Mill Computing, Inc. Forums The Mill Architecture less work for the spiller

Tagged: ,

  • Author
  • mhkool
    Post count: 7
    #3296 |

    The spiller has a decent amount of work to do when the belt is saved on function calls and executing the inner operation. The whole belt must be saved and recovered on return.
    Operations like conform and rescue reorganize the belt and may invalidate part of the belt. The invalidated belt slots need not be saved and restored which helps to reduce the work of the spiller.

    What are your thoughts on adding a single-bit property to all operations that produce a result on the belt to indicate if the result is used once or multiple times. Alternatively, instead of adding this property to many operations, maybe a special operation can have a bitmask saying which belt positions will be used only once.
    Since 80% of the belt values are used only once and can be invalidated automagically (when the value is used) with this new property, there is a potential gain where the spiller has even less work to do.

    • This topic was modified 5 years, 11 months ago by  mhkool. Reason: minor clarification
  • Ivan Godard
    Post count: 689

    A “one-shot” drop is an interesting idea we have looked at. It would not actually simplify the spiller, which would still need to be able to handle cases in which all drops were multi-shot. The savings would come in power, and to a lesser extent in spiller bandwidth in its paths to memory. The cost is entropy in the encoding and complexity of the implementation.

    It is clear that bit per drop encoding has the same functionality as an op with a bitmask. Roughly 65% of ops (dynamic) have drops, while multidrop ops are rare enough to ignore. Consequently bit-per-drop costs ~0.65 bit per op. If you figure IPC of 6 for a mid-range Mill, the overall entropy would be ~4 bits per instruction. In comparison, an op and a bit mask in complete generality (like rescue) would need a belt’s worth of bits (16 for midrange), plus the entropy of the op itself, say 9 to 15 bits depending on slot load. It’s clear that bit-per-drop has the better entropy, even before considerations of slot pressure.
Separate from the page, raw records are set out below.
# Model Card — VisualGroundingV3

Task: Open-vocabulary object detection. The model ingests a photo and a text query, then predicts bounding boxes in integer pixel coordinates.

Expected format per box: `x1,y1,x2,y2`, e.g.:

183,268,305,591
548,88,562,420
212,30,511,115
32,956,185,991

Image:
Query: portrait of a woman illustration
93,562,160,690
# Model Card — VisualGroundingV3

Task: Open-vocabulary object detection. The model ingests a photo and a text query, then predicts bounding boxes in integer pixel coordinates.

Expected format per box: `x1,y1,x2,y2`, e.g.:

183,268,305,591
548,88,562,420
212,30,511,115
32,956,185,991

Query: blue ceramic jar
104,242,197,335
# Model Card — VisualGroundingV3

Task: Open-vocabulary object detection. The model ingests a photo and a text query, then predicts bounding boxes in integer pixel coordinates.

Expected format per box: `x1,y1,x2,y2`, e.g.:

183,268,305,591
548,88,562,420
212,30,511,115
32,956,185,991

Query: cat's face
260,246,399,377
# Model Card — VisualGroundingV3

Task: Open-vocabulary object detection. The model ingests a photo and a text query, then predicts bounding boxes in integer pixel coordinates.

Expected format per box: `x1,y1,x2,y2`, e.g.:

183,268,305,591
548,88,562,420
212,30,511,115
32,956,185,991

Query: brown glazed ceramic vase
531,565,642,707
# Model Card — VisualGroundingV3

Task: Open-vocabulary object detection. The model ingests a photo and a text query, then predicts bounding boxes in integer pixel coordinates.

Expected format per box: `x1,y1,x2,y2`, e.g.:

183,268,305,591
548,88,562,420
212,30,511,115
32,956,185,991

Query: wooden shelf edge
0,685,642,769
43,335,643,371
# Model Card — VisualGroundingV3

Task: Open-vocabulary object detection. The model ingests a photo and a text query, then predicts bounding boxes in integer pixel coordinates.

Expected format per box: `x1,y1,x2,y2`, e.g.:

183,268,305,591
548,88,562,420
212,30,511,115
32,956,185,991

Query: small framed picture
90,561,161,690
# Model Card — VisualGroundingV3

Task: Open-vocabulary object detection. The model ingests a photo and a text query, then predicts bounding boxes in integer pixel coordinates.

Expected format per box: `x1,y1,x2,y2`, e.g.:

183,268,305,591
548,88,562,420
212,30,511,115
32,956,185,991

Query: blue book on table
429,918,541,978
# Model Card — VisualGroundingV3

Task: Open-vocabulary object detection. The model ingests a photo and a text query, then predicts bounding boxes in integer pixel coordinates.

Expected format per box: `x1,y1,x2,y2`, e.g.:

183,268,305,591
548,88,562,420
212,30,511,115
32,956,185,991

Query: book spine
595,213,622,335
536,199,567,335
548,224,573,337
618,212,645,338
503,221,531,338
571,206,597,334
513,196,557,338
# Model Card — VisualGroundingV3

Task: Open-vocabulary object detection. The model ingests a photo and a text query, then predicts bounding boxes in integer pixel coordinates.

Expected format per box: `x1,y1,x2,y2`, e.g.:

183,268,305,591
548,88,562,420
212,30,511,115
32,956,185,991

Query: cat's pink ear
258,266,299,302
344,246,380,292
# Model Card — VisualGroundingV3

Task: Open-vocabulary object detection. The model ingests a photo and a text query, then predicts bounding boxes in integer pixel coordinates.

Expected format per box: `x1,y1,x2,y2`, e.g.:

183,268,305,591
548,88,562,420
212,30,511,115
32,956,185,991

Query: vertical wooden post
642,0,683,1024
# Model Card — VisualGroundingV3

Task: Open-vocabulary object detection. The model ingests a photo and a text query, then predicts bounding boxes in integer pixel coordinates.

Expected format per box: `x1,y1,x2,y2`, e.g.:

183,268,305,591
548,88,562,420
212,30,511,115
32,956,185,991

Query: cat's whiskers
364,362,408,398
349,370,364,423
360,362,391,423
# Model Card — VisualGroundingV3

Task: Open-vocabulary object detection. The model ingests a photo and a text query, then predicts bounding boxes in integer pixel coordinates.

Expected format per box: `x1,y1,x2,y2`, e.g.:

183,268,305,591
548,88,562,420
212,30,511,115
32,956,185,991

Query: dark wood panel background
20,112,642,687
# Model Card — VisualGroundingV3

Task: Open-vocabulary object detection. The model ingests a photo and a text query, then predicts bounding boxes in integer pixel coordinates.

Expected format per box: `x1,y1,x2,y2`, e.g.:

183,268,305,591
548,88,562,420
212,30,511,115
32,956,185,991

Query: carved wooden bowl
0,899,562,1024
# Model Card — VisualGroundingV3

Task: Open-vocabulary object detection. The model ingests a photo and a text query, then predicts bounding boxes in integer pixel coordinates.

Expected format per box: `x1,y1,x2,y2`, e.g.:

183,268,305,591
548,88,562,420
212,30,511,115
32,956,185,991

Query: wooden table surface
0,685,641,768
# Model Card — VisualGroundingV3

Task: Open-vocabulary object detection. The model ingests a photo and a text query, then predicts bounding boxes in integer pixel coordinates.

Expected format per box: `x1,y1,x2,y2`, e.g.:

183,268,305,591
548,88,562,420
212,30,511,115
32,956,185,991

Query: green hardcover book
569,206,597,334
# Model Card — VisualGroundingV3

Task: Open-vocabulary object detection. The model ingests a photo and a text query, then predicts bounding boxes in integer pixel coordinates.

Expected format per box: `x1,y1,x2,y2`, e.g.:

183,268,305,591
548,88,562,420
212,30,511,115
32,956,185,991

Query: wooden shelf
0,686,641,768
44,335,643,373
    The separate op approach is also somewhat redundant with the rescue op. An unrescued belt entry (i.e. one that occupied a position when the rescue executed but wasn’t mentioned by the rescue) doesn’t get spilled; it’s just marked as invalid and a reference to it will fault. The same applies to branches that reconfigure the belt. A oneShot op says which operands will be used once before they are used, while the rescue op says which drops were one-shots after they were used. We don’t currently use rescue just to winnow dead values from the belt, but we could if power measurements showed it would be worth while.

You must be logged in to reply to this topic.